Visualisation of distributions using ggplot2-based histograms.

vis_hist(
  .data,
  .by = NA,
  .meta = NA,
  .title = "Gene usage",
  .ncol = NA,
  .points = TRUE,
  .test = TRUE,
  .coord.flip = FALSE,
  .grid = FALSE,
  .labs = c("Gene", NA),
  .melt = TRUE,
  .legend = NA,
  .add.layer = NULL,
  ...
)

Arguments

.data

Input matrix or data frame.

.by

Pass NA if you want to plot samples without grouping.

You can pass a character vector with one or several column names from ".meta" to group your data before plotting. In this case you should provide ".meta".

You can pass a character vector that exactly matches the number of samples in your data, each value should correspond to a sample's property. It will be used to group data based on the values provided. Note that in this case you should pass NA to ".meta".

.meta

A metadata object. An R dataframe with sample names and their properties, such as age, serostatus or hla.

.title

The text for the title of the plot.

.ncol

A number of columns to display. Provide NA (by default) if you want the function to automatically detect the optimal number of columns.

.points

A logical value defining whether points will be visualised or not.

.test

A logical vector whether statistical tests should be applied. See "Details" for more information.

.coord.flip

If TRUE then swap x- and y-axes.

.grid

If TRUE then plot separate visualisations for each sample.

.labs

A character vector of length two with names for x-axis and y-axis, respectively.

.melt

If TRUE then apply melt to the ".data" before plotting. In this case ".data" is supposed to be a data frame with the first character column reserved for names of genes and other numeric columns reserved to counts or frequencies of genes.
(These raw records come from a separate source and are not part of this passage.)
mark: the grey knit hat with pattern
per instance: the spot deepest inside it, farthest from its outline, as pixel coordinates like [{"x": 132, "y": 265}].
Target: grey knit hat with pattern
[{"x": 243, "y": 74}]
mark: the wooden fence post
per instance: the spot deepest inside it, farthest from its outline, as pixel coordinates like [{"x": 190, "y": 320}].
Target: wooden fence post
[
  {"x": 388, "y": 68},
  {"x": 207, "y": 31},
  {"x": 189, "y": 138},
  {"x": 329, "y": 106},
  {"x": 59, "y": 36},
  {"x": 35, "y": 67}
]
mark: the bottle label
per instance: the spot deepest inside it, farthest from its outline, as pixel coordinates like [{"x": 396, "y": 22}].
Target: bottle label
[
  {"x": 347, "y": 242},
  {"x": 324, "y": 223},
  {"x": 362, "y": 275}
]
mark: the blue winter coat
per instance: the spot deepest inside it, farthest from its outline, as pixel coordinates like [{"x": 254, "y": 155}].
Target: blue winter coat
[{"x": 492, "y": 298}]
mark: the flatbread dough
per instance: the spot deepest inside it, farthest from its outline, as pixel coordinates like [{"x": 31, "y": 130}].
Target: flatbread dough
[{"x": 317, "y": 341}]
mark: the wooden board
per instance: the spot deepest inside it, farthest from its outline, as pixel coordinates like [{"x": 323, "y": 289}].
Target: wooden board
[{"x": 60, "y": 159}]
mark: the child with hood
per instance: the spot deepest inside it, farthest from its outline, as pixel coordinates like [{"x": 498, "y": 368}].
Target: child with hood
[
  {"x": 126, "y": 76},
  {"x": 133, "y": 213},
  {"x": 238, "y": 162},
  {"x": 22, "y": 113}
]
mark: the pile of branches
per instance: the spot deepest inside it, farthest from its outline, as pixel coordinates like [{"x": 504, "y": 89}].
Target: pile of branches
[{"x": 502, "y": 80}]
Each numeric column should be associated with a specific repertoire sample.

.legend

If TRUE then plots the legend. If FALSE removes the legend from the plot. If NA automatically detects the best way to display legend.

.add.layer

Addditional ggplot2 layers, that added to each plot in the output plot or grid of plots.

...

Is not used here.

Value

A ggplot2 object.

Details

If data is grouped, then statistical tests for comparing means of groups will be performed, unless .test = FALSE is supplied. In case there are only two groups, the Wilcoxon rank sum test (https://en.wikipedia.org/wiki/Wilcoxon_signed-rank_test) is performed (R function wilcox.test with an argument exact = FALSE) for testing if there is a difference in mean rank values between two groups. In case there more than two groups, the Kruskal-Wallis test (https://en.wikipedia.org/wiki/Kruskal A significant Kruskal-Wallis test indicates that at least one sample stochastically dominates one other sample. Adjusted for multiple comparisons P-values are plotted on the top of groups. P-value adjusting is done using the Holm method (https://en.wikipedia.org/wiki/Holm You can execute the command ?p.adjust in the R console to see more.

Examples

data(immdata)
imm_gu <- geneUsage(immdata$data[[1]])
vis(imm_gu,
  .plot = "hist", .add.layer =
    theme(axis.text.x = element_text(angle = 75, vjust = 1))
)
#> Using Names as id variables

imm_gu <- geneUsage(immdata$data[1:4])
vis(imm_gu,
  .plot = "hist", .grid = TRUE, .add.layer =
    theme(axis.text.x = element_text(angle = 75, vjust = 1))
)
#> Using Names as id variables
#> Warning: Removed 2 rows containing missing values (`position_stack()`).
#> Warning: Removed 2 rows containing missing values (`position_stack()`).
#> Warning: Removed 1 rows containing missing values (`position_stack()`).